April 29, 2011
I’ve just come home from work and am digging through my closet for items in white. I finally decide on a full white skirt, a white tank top, and a white lace scarf. I look in the mirror and decide I look incredibly silly. I add a little makeup and pin back my hair, hoping it’ll help pull the outfit together.
I jump in my car and head over to my friend Sara’s house. The house is lively and filled with women dressed similarly to me. I feel a little less silly surrounded by others in their white outfits. There’s a craft station set up to make your own fascinator or tiara, and I dive in. Crafts? Yes, please. With a fascinator pinned to my head, I embrace the silly.

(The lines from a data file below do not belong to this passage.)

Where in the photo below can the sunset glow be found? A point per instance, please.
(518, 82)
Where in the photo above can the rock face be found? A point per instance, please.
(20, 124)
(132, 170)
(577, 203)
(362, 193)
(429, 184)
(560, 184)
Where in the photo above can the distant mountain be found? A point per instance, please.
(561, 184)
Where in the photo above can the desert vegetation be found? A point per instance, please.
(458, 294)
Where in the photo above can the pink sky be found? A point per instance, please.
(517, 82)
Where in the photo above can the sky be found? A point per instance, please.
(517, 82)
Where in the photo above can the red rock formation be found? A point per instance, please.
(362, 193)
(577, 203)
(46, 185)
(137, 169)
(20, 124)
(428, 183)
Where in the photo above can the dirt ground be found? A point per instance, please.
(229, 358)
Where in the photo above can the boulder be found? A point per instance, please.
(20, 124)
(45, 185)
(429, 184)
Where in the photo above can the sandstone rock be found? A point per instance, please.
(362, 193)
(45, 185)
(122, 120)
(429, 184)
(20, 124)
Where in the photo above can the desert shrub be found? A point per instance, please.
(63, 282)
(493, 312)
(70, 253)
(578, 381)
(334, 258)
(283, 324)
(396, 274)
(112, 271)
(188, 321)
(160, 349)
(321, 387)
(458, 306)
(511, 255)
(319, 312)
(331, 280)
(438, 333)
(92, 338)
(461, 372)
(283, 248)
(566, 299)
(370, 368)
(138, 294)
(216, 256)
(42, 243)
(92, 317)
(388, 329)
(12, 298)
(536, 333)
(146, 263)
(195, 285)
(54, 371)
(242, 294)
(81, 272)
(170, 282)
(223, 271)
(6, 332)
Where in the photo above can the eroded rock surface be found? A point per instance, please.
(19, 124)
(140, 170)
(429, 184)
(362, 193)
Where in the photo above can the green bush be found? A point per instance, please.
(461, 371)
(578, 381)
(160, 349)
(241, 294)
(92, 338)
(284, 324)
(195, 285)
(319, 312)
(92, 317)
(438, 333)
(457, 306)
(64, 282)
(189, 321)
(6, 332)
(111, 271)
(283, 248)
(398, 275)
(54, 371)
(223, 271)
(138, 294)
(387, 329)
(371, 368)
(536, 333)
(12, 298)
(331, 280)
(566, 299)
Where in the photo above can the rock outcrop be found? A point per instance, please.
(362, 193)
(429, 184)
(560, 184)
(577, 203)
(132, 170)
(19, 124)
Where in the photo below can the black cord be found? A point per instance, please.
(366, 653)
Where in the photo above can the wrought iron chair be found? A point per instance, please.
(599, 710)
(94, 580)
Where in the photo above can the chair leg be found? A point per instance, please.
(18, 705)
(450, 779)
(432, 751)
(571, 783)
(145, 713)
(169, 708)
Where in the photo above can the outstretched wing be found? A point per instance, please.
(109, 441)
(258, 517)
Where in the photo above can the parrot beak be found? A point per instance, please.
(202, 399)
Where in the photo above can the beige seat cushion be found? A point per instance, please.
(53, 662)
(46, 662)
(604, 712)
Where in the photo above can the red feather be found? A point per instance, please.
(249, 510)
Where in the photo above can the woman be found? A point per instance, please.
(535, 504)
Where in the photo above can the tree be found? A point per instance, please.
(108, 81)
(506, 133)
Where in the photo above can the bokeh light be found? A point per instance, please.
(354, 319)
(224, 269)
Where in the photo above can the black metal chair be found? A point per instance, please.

In the adjoining dining room there’s a full spread of English hors d’oeuvres surrounding a traditional English wedding cake. Yes, we’re gathering to watch the royal wedding together.
Many have done their best to avoid any news or photos of the wedding up before the party. Unfortunately, I failed to realize that the royal wedding dress would be all over the sewing blogs that day. So, I’ve not only seen the dress, but I’ve read about the fabric used, the methods of construction, the designer, the importance of the style, the historical implications, and more. I don’t feel guilty at all. These are the kind of details that I want, and I’m not going to learn them just from watching the wedding.
We laugh and share stories as the evening progresses. Everyone has their favorite fascinator, favorite outfit, favorite celebrity, favorite moment. There are also some least favorites in there as well.
We see the kiss on the balcony. And then the second! The evening wanes. We cut our own wedding cake, get in a few more laughs, then say our good byes.
Watching with friends was a fabulous way to mark the historical event. Another way? By making my own fabulous something using the same lace that was used in the royal dress. No, I’m not just dreaming. My favorite fabric store has the royal wedding lace for sale – both the lace used on the top and the lace used on the hem.
Both are expensive at $225 a yard. But, this dress and these laces are destined to become part of history, and the quality of work that went into them has to be outstanding. Both laces are available in black, red, or the bridal soie. I imagine paying homage to the original creation by making a bolero from the soie. I would wear it over brightly colored strapless dresses at summer weddings.
Are you inspired by these royal laces? What will you make?